Patricia Oey: India has been one of the best-performing markets in 2014 on both domestic and foreign investors' optimism that the new prime minister is going to foster more business-friendly reforms. The MSCI India Index is up about 25%. So, it may seem right now is not the best time to invest in India, but there is a catalyst that may help sustain the current rally--and that is falling oil prices.
Historically, India has had a hard time. They have a lot of fuel subsidies they pay out to their citizens, and they've had a hard time cutting these subsidies. And these subsidies have weighted on the fiscal deficit, they've hindered the country's ability to invest in infrastructure, and also impacted the country's credit ratings. But with falling oil prices, the prime minister saw an opportunity to cut the fuel subsidy at a time when it won't have such a large impact on the end consumer.

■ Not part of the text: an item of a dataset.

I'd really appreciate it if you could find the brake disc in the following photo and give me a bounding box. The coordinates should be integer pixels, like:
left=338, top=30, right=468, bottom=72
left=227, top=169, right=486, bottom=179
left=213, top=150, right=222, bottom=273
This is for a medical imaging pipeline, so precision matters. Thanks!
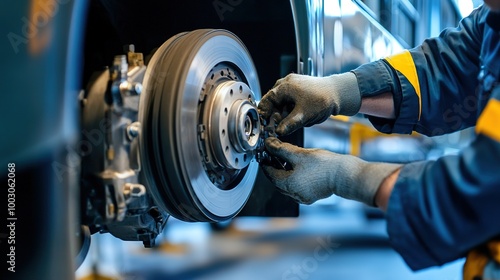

And falling oil prices also have a lot of positive knock-on effects on the Indian economy. India imports about 70% of its oil needs, so with falling oil prices we're seeing less pressure on the country's current account, we're seeing inflation fall, and this may prompt the Indian central bank to cut interest rates a little earlier than expected. So, we're seeing consumers more confident with more cash in their pockets. These improving macroeconomic trends combined with Modi's ambitious reform program might create a virtuous cycle and help set the stage for India's long-awaited next phase of growth.
So, for investing in India, a passive option is iShares MSCI India (INDA). It tracks a cap-weighted index and is the cheapest fund for India exposure at 67 basis points. Among the actively managed strategies, there is one that has a Morningstar Analyst Rating, and that's Matthews India (MINDX) and it's currently rated Bronze.